Discussion Points for the Oncology Drugs Advisory Committee

(December 18 Meeting)

NDA 20-498/s012 (Casodex 150 mg tablets)

 

 

  1. Across ongoing Trials 24 and 25, only 15.6% of patients (Sponsor-preferred endpoints) and 9.3% of patients (FDA-requested endpoints) had objective progression of prostate cancer or died from any cause in the absence of disease progression. At the time of data cutoff (June 2000), median follow up was 2.6 years (Trial 24) and 3.0 years (Trial 25). In the absence of meaningful survival data or quality of life benefits, are these studies sufficiently mature to conclude with a reasonable level of confidence that patients treated with Casodex in these trials will derive clinically significant long-term benefit? If not, what additional information is needed?
  2. Do the lack of valid Gleason scores and the variation in PSA values in Trials 24 and 25 allow for the adequate definition of a patient population that can be extrapolated from the non-U.S. studies to a defined group(s) of U.S. patients who will derive significant benefit from Casodex therapy?
  3. Based on the findings in Trial 23 as of the June 2000 data cutoff, it appears that Casodex does not offer a significant benefit for men with early prostate cancer who initially are treated by radical prostatectomy or radiation therapy with a curative intent.

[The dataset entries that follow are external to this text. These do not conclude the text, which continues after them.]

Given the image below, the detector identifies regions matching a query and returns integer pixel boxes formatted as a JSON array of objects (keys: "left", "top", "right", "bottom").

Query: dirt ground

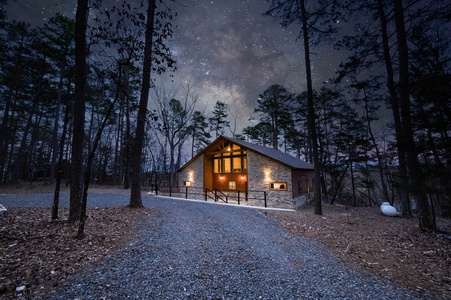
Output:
[{"left": 0, "top": 186, "right": 451, "bottom": 299}]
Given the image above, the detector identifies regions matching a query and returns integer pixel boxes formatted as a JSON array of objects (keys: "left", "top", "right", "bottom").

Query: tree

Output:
[
  {"left": 208, "top": 101, "right": 229, "bottom": 137},
  {"left": 254, "top": 84, "right": 294, "bottom": 149},
  {"left": 243, "top": 122, "right": 272, "bottom": 146},
  {"left": 41, "top": 14, "right": 75, "bottom": 184},
  {"left": 340, "top": 0, "right": 450, "bottom": 230},
  {"left": 129, "top": 0, "right": 175, "bottom": 207},
  {"left": 266, "top": 0, "right": 337, "bottom": 215},
  {"left": 129, "top": 0, "right": 156, "bottom": 207},
  {"left": 68, "top": 0, "right": 89, "bottom": 222},
  {"left": 189, "top": 111, "right": 211, "bottom": 157}
]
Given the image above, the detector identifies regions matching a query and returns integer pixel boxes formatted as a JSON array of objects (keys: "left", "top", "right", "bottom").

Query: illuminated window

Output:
[
  {"left": 298, "top": 181, "right": 304, "bottom": 194},
  {"left": 213, "top": 143, "right": 247, "bottom": 173},
  {"left": 269, "top": 182, "right": 287, "bottom": 191},
  {"left": 213, "top": 158, "right": 222, "bottom": 173},
  {"left": 233, "top": 156, "right": 241, "bottom": 173},
  {"left": 222, "top": 157, "right": 232, "bottom": 173}
]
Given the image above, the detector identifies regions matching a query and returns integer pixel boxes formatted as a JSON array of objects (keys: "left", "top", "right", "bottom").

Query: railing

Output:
[{"left": 151, "top": 185, "right": 268, "bottom": 207}]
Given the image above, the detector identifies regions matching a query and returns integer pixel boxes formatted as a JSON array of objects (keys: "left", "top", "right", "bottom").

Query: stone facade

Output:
[
  {"left": 179, "top": 140, "right": 314, "bottom": 208},
  {"left": 247, "top": 150, "right": 294, "bottom": 208}
]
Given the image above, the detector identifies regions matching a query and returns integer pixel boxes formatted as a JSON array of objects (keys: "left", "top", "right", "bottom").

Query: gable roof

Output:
[{"left": 179, "top": 136, "right": 314, "bottom": 172}]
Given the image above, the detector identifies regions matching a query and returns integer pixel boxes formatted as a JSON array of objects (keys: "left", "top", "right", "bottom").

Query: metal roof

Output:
[{"left": 179, "top": 136, "right": 314, "bottom": 171}]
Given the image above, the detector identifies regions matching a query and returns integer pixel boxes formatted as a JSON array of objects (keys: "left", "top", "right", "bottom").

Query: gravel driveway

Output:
[{"left": 0, "top": 195, "right": 427, "bottom": 299}]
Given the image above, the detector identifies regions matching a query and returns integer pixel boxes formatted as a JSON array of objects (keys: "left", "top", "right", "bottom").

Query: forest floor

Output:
[{"left": 0, "top": 186, "right": 451, "bottom": 299}]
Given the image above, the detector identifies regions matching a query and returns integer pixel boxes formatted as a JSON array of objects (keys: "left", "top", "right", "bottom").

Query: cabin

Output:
[{"left": 178, "top": 136, "right": 314, "bottom": 208}]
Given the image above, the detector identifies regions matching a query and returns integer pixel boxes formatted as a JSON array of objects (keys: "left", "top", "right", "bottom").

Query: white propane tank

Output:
[{"left": 380, "top": 202, "right": 401, "bottom": 217}]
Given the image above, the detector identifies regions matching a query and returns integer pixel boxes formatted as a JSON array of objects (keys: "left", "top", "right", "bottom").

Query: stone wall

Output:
[{"left": 247, "top": 150, "right": 294, "bottom": 208}]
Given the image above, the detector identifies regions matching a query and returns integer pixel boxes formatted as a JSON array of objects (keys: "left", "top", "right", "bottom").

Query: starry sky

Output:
[{"left": 8, "top": 0, "right": 344, "bottom": 132}]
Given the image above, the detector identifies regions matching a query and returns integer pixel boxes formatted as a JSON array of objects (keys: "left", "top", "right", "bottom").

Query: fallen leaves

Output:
[
  {"left": 0, "top": 207, "right": 152, "bottom": 298},
  {"left": 267, "top": 204, "right": 451, "bottom": 299}
]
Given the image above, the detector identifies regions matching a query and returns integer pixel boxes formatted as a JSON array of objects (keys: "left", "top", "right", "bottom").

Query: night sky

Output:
[{"left": 4, "top": 0, "right": 343, "bottom": 132}]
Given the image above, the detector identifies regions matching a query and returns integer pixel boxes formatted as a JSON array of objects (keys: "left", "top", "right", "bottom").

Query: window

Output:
[
  {"left": 213, "top": 143, "right": 247, "bottom": 173},
  {"left": 298, "top": 181, "right": 304, "bottom": 194},
  {"left": 222, "top": 157, "right": 232, "bottom": 173},
  {"left": 213, "top": 158, "right": 222, "bottom": 173},
  {"left": 233, "top": 156, "right": 241, "bottom": 173},
  {"left": 269, "top": 182, "right": 287, "bottom": 191}
]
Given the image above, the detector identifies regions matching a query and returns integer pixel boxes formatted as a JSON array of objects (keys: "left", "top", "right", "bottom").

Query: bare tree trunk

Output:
[
  {"left": 378, "top": 0, "right": 412, "bottom": 217},
  {"left": 68, "top": 0, "right": 89, "bottom": 222},
  {"left": 299, "top": 0, "right": 323, "bottom": 215},
  {"left": 49, "top": 71, "right": 63, "bottom": 184},
  {"left": 52, "top": 92, "right": 70, "bottom": 220},
  {"left": 129, "top": 0, "right": 155, "bottom": 207},
  {"left": 393, "top": 0, "right": 436, "bottom": 230}
]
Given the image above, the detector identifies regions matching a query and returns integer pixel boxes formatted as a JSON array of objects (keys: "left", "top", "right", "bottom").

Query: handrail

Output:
[
  {"left": 215, "top": 189, "right": 229, "bottom": 203},
  {"left": 205, "top": 188, "right": 216, "bottom": 202}
]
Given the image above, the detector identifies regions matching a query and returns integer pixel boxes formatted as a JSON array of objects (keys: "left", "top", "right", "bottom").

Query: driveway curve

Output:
[{"left": 0, "top": 195, "right": 429, "bottom": 299}]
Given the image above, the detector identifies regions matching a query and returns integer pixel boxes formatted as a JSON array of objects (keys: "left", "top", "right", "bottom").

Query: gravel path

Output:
[{"left": 0, "top": 195, "right": 427, "bottom": 299}]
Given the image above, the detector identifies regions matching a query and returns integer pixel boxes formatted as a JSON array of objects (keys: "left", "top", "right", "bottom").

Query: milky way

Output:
[{"left": 8, "top": 0, "right": 340, "bottom": 128}]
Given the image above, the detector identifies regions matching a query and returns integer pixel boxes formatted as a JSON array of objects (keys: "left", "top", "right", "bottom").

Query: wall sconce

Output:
[{"left": 265, "top": 171, "right": 271, "bottom": 183}]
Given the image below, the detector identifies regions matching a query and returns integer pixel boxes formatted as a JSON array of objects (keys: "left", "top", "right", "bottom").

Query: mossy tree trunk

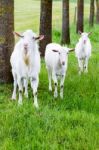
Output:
[
  {"left": 40, "top": 0, "right": 52, "bottom": 56},
  {"left": 96, "top": 0, "right": 99, "bottom": 24},
  {"left": 76, "top": 0, "right": 84, "bottom": 33},
  {"left": 89, "top": 0, "right": 94, "bottom": 26},
  {"left": 0, "top": 0, "right": 14, "bottom": 83},
  {"left": 61, "top": 0, "right": 70, "bottom": 44}
]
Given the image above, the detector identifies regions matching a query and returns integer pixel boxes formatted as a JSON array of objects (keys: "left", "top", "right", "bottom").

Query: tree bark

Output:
[
  {"left": 89, "top": 0, "right": 94, "bottom": 26},
  {"left": 96, "top": 0, "right": 99, "bottom": 24},
  {"left": 40, "top": 0, "right": 52, "bottom": 56},
  {"left": 0, "top": 0, "right": 14, "bottom": 83},
  {"left": 76, "top": 0, "right": 84, "bottom": 33},
  {"left": 61, "top": 0, "right": 70, "bottom": 44}
]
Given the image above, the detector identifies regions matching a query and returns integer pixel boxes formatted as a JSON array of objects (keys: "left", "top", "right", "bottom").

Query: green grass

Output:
[{"left": 0, "top": 0, "right": 99, "bottom": 150}]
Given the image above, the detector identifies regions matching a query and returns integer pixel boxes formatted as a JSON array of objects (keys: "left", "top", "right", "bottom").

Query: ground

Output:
[{"left": 0, "top": 0, "right": 99, "bottom": 150}]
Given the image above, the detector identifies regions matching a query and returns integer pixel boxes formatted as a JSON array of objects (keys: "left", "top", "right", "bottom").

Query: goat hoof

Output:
[
  {"left": 54, "top": 92, "right": 58, "bottom": 98},
  {"left": 49, "top": 88, "right": 52, "bottom": 92},
  {"left": 11, "top": 96, "right": 16, "bottom": 101},
  {"left": 18, "top": 101, "right": 22, "bottom": 106},
  {"left": 34, "top": 103, "right": 39, "bottom": 108},
  {"left": 24, "top": 93, "right": 28, "bottom": 98},
  {"left": 60, "top": 93, "right": 63, "bottom": 99}
]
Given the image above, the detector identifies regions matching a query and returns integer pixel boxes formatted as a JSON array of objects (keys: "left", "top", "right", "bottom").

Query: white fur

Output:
[
  {"left": 45, "top": 43, "right": 69, "bottom": 98},
  {"left": 75, "top": 32, "right": 91, "bottom": 74},
  {"left": 10, "top": 30, "right": 40, "bottom": 107}
]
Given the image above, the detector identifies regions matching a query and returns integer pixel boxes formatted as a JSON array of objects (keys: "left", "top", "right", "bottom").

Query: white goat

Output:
[
  {"left": 10, "top": 30, "right": 44, "bottom": 107},
  {"left": 75, "top": 31, "right": 91, "bottom": 74},
  {"left": 45, "top": 43, "right": 72, "bottom": 98}
]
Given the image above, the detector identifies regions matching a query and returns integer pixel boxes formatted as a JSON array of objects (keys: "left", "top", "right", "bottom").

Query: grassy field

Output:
[{"left": 0, "top": 0, "right": 99, "bottom": 150}]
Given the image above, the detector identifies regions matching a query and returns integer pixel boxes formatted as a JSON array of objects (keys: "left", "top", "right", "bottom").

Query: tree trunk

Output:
[
  {"left": 0, "top": 0, "right": 14, "bottom": 83},
  {"left": 76, "top": 0, "right": 84, "bottom": 33},
  {"left": 40, "top": 0, "right": 52, "bottom": 56},
  {"left": 96, "top": 0, "right": 99, "bottom": 24},
  {"left": 89, "top": 0, "right": 94, "bottom": 26},
  {"left": 61, "top": 0, "right": 70, "bottom": 44}
]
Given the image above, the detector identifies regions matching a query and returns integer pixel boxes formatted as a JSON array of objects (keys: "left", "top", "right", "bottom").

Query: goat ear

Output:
[
  {"left": 13, "top": 32, "right": 24, "bottom": 38},
  {"left": 78, "top": 30, "right": 82, "bottom": 35},
  {"left": 34, "top": 35, "right": 44, "bottom": 41},
  {"left": 88, "top": 32, "right": 92, "bottom": 36}
]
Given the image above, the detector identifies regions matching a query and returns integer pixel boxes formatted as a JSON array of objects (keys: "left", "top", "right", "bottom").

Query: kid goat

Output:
[
  {"left": 45, "top": 43, "right": 73, "bottom": 98},
  {"left": 75, "top": 31, "right": 91, "bottom": 74},
  {"left": 10, "top": 30, "right": 44, "bottom": 107}
]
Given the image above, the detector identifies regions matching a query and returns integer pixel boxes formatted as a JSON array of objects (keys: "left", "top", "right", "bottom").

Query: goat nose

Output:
[
  {"left": 84, "top": 40, "right": 86, "bottom": 44},
  {"left": 62, "top": 61, "right": 65, "bottom": 66},
  {"left": 24, "top": 43, "right": 28, "bottom": 47}
]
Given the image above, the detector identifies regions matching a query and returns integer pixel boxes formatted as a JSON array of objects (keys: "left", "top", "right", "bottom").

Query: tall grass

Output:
[{"left": 0, "top": 0, "right": 99, "bottom": 150}]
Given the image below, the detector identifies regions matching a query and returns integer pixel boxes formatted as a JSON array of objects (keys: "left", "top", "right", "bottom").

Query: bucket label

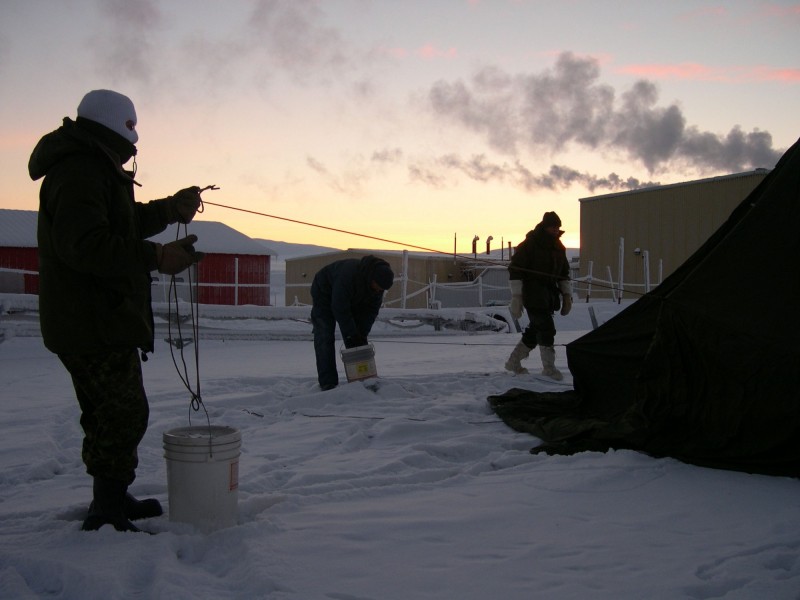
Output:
[{"left": 228, "top": 460, "right": 239, "bottom": 492}]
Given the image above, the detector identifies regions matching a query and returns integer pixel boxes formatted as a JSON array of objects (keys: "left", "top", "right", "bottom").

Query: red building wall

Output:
[
  {"left": 197, "top": 254, "right": 269, "bottom": 306},
  {"left": 0, "top": 248, "right": 270, "bottom": 306},
  {"left": 0, "top": 248, "right": 39, "bottom": 294}
]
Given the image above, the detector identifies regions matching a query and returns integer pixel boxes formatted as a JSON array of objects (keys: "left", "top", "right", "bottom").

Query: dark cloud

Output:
[
  {"left": 428, "top": 53, "right": 781, "bottom": 175},
  {"left": 91, "top": 0, "right": 162, "bottom": 83},
  {"left": 408, "top": 154, "right": 658, "bottom": 192}
]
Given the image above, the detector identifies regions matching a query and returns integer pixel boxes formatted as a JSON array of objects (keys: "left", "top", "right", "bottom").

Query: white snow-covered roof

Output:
[
  {"left": 0, "top": 208, "right": 39, "bottom": 248},
  {"left": 0, "top": 208, "right": 277, "bottom": 256}
]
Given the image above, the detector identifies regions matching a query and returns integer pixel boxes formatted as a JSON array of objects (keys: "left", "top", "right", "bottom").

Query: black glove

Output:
[
  {"left": 168, "top": 185, "right": 200, "bottom": 224},
  {"left": 156, "top": 235, "right": 204, "bottom": 275}
]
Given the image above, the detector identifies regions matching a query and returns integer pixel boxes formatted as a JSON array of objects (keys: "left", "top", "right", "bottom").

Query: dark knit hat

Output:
[
  {"left": 542, "top": 211, "right": 561, "bottom": 227},
  {"left": 78, "top": 90, "right": 139, "bottom": 144},
  {"left": 372, "top": 264, "right": 394, "bottom": 290}
]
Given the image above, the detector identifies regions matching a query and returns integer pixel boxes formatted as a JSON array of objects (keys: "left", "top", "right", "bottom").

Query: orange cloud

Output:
[
  {"left": 616, "top": 63, "right": 800, "bottom": 83},
  {"left": 417, "top": 44, "right": 458, "bottom": 60}
]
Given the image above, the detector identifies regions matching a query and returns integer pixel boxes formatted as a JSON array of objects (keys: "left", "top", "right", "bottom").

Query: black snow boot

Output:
[
  {"left": 81, "top": 477, "right": 141, "bottom": 531},
  {"left": 122, "top": 492, "right": 164, "bottom": 521}
]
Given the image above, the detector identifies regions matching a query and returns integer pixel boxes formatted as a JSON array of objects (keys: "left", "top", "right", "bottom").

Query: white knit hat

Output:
[{"left": 78, "top": 90, "right": 139, "bottom": 144}]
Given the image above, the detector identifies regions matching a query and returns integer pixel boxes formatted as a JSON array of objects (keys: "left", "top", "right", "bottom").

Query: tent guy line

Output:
[{"left": 198, "top": 199, "right": 632, "bottom": 296}]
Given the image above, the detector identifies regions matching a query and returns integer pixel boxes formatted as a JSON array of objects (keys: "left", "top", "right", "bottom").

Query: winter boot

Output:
[
  {"left": 506, "top": 340, "right": 531, "bottom": 375},
  {"left": 539, "top": 346, "right": 564, "bottom": 381},
  {"left": 122, "top": 492, "right": 164, "bottom": 521},
  {"left": 81, "top": 477, "right": 141, "bottom": 531}
]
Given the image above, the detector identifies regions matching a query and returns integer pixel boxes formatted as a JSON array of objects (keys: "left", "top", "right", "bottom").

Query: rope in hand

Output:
[
  {"left": 167, "top": 185, "right": 219, "bottom": 426},
  {"left": 197, "top": 199, "right": 644, "bottom": 296}
]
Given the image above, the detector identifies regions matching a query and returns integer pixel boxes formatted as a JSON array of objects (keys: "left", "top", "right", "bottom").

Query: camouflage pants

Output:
[{"left": 58, "top": 348, "right": 150, "bottom": 485}]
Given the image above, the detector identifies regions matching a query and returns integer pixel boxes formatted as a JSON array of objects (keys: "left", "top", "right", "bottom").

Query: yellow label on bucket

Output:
[{"left": 228, "top": 460, "right": 239, "bottom": 492}]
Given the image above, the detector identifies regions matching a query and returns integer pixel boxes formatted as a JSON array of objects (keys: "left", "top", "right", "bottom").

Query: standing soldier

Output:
[
  {"left": 505, "top": 212, "right": 572, "bottom": 381},
  {"left": 28, "top": 90, "right": 206, "bottom": 531}
]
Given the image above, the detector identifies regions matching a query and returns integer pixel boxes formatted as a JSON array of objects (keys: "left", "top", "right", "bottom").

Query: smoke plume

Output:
[{"left": 428, "top": 52, "right": 782, "bottom": 176}]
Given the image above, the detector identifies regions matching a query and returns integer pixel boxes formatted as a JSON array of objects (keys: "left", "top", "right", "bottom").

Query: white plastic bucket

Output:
[
  {"left": 163, "top": 425, "right": 242, "bottom": 532},
  {"left": 342, "top": 344, "right": 378, "bottom": 382}
]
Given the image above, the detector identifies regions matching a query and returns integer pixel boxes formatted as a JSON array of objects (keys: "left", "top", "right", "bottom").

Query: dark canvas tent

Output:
[{"left": 489, "top": 136, "right": 800, "bottom": 476}]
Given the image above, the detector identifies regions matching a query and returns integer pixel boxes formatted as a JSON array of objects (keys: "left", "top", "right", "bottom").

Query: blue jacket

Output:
[{"left": 311, "top": 255, "right": 388, "bottom": 344}]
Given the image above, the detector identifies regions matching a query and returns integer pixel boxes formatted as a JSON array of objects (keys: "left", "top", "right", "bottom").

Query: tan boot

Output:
[
  {"left": 506, "top": 341, "right": 531, "bottom": 375},
  {"left": 539, "top": 346, "right": 564, "bottom": 381}
]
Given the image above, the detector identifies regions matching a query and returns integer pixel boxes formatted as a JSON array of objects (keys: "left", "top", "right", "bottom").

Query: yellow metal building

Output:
[{"left": 575, "top": 169, "right": 769, "bottom": 298}]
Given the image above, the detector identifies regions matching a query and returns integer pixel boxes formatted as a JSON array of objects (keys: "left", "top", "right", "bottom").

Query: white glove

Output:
[
  {"left": 508, "top": 279, "right": 523, "bottom": 319},
  {"left": 558, "top": 279, "right": 572, "bottom": 317},
  {"left": 561, "top": 294, "right": 572, "bottom": 317}
]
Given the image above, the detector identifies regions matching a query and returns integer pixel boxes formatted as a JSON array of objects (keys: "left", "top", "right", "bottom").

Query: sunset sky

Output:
[{"left": 0, "top": 0, "right": 800, "bottom": 253}]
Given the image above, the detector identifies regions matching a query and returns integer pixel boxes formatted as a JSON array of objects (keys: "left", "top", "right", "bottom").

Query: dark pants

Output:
[
  {"left": 58, "top": 348, "right": 150, "bottom": 485},
  {"left": 522, "top": 309, "right": 556, "bottom": 349},
  {"left": 311, "top": 304, "right": 339, "bottom": 387}
]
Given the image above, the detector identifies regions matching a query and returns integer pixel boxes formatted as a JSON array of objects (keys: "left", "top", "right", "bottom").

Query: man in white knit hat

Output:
[{"left": 28, "top": 90, "right": 202, "bottom": 531}]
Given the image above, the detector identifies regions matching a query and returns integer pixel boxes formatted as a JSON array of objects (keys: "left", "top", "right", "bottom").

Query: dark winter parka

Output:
[
  {"left": 28, "top": 118, "right": 170, "bottom": 354},
  {"left": 311, "top": 255, "right": 389, "bottom": 341},
  {"left": 508, "top": 223, "right": 569, "bottom": 313}
]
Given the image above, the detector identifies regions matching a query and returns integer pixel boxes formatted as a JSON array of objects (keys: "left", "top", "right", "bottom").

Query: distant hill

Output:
[{"left": 255, "top": 238, "right": 340, "bottom": 261}]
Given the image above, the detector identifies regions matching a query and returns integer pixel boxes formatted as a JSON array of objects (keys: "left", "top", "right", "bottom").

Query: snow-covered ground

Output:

In light of this observation:
  1. What population of patients, if any, who are initially treated by radical prostatectomy or radiation therapy of curative intent in the U.S., would benefit from adjuvant treatment with Casodex?
  2. If you have identified a population that you believe would derive clinically significant benefit, what are the data in the Sponsorís submission that support your recommendation? Please identify
    1. The specific study(s) and patient population(s).
    2. The specific benefits and risks for this population.
    3. Any additional need for data (be specific)
  1. If you were unable to identify a population, what additional data would you require to allow you to conclude that Casodex adjuvant would provide a clinically significant benefit for U.S. patients?
  1. In the U.S. Trial (Trial 23), there was no watchful waiting (surveillance) treatment group.
  1. Has the Sponsor demonstrated in Trials 24 and 25 (both non-U.S. trials) that U.S. patients with localized non-metastatic prostate cancer who are presently managed by surveillance (i.e., watchful waiting) would derive sufficient benefit from Casodex monotherapy or immediate treatment to justify the adverse events that would be associated with such treatment?
  2.  

  3. If you answered "yes"
    1. What are the data that support your decision?
    2. What are the characteristics of the U.S. patients who would derive benefit?
    3. What are the specific benefits and risks for these patients?
  1. If you answered "no"
    1. What additional data would you require to allow you to conclude that Casodex monotherapy would provided clinically significant benefit for U.S. patients presently managed by watchful waiting?